Les inconvénients et limites du PER à connaître
- Indisponibilité des fonds jusqu’à la retraite : hors cas de déblocage anticipé prévus par la loi, l’épargne reste en principe immobilisée jusqu’à la liquidation des droits à la retraite ou jusqu’à l’âge légal de départ. Cette contrainte de liquidité doit être prise en compte avant toute souscription.
- Fiscalité à la sortie : lorsque les versements volontaires ont été déduits du revenu imposable à l’entrée, leur montant est imposé à la sortie selon les règles applicables au mode de liquidation choisi. En cas de sortie en capital, la part correspondant aux versements déduits est notamment soumise au barème progressif de l’impôt sur le revenu, tandis que les gains suivent leur propre régime fiscal et social. L’intérêt de la déduction à l’entrée dépend donc notamment de la situation fiscale de l’épargnant au moment des versements et à la retraite.

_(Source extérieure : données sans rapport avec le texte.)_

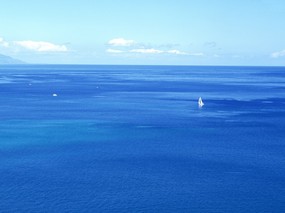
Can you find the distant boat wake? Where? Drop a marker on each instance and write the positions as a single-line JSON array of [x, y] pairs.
[[200, 103]]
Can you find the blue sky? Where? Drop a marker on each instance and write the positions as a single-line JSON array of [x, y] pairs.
[[180, 32]]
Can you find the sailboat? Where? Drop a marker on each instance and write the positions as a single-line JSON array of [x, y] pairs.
[[200, 102]]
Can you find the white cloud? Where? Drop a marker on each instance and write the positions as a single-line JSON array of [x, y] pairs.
[[3, 43], [121, 42], [114, 51], [41, 46], [196, 54], [147, 51], [278, 54], [177, 52]]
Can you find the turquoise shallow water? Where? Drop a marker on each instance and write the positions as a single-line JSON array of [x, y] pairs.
[[132, 139]]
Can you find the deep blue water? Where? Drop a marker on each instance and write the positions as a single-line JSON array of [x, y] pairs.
[[133, 139]]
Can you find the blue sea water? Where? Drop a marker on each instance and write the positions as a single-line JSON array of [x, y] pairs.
[[133, 139]]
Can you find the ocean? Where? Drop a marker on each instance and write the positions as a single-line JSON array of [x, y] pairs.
[[79, 138]]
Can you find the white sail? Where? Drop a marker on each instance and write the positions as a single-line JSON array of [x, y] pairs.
[[200, 102]]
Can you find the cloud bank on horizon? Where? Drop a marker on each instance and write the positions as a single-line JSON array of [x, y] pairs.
[[185, 32]]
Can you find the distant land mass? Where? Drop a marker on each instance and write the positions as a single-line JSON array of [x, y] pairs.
[[4, 59]]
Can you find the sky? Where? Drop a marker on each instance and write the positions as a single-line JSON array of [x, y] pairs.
[[150, 32]]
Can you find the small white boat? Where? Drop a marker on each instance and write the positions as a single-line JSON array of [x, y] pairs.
[[200, 102]]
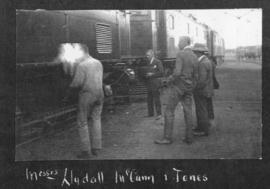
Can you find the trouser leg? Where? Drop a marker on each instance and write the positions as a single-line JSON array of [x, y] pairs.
[[96, 130], [83, 129], [187, 108], [157, 102], [197, 110], [202, 113], [172, 102], [210, 108], [150, 103]]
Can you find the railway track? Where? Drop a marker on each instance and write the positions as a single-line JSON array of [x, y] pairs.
[[59, 120]]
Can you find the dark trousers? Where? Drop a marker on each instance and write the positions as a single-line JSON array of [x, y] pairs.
[[174, 97], [202, 112], [210, 108], [153, 98], [90, 134]]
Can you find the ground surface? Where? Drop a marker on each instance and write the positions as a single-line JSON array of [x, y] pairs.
[[127, 134]]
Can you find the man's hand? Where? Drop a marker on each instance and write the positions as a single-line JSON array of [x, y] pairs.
[[149, 74], [65, 100], [107, 90]]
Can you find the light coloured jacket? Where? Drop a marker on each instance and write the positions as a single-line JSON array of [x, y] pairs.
[[88, 77]]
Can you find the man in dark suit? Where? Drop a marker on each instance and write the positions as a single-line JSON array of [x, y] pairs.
[[180, 87], [203, 91], [154, 72]]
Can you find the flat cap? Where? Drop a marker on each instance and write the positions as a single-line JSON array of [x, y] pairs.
[[200, 47]]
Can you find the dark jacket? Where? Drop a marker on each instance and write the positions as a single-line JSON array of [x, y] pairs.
[[185, 72], [205, 80], [153, 82]]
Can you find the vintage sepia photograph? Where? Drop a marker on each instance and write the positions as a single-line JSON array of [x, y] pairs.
[[138, 84]]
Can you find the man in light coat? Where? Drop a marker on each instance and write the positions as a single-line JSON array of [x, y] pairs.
[[87, 75], [180, 87]]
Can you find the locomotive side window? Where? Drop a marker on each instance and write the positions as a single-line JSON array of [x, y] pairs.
[[104, 38], [171, 22]]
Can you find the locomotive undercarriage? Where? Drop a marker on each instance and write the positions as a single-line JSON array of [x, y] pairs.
[[41, 88]]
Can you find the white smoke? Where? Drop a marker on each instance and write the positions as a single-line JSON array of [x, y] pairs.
[[70, 52]]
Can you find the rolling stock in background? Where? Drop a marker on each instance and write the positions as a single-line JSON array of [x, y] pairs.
[[118, 38]]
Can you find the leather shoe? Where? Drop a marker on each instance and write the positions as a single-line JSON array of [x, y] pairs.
[[94, 152], [84, 155], [158, 117], [163, 141], [187, 141], [196, 129], [200, 133]]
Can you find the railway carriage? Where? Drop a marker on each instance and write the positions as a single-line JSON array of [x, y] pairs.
[[118, 38]]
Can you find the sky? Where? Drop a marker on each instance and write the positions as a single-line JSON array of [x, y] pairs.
[[238, 27]]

- Complexité des régimes fiscaux selon les compartiments : le PER distingue les versements volontaires, l’épargne salariale et les cotisations obligatoires. Les modalités de sortie et leur fiscalité varient selon l’origine des sommes et, pour les versements volontaires, selon qu’ils ont été déduits ou non à l’entrée.
- Des frais variables selon les contrats : frais sur versements, frais de gestion, frais liés aux supports ou encore frais d’arbitrage peuvent varier sensiblement d’un contrat à l’autre. Sur une longue durée, ces coûts peuvent réduire la performance nette de l’épargne constituée.
- Contraintes liées à la rente viagère : lorsqu’une sortie en rente est choisie, le capital est converti en revenu versé jusqu’au décès. Les possibilités de transmission dépendent alors des options prévues par le contrat, comme la réversion ou les annuités garanties, lorsqu’elles sont proposées. Ces garanties peuvent en contrepartie réduire le montant initial de la rente.
- Risque de perte en capital sur certains supports : les unités de compte présentent un risque de perte en capital, leur valeur pouvant évoluer à la hausse comme à la baisse. Dans les PER assurantiels qui en proposent, le fonds en euros bénéficie d’une garantie en capital selon les conditions du contrat, qui peut notamment s’entendre hors frais de gestion.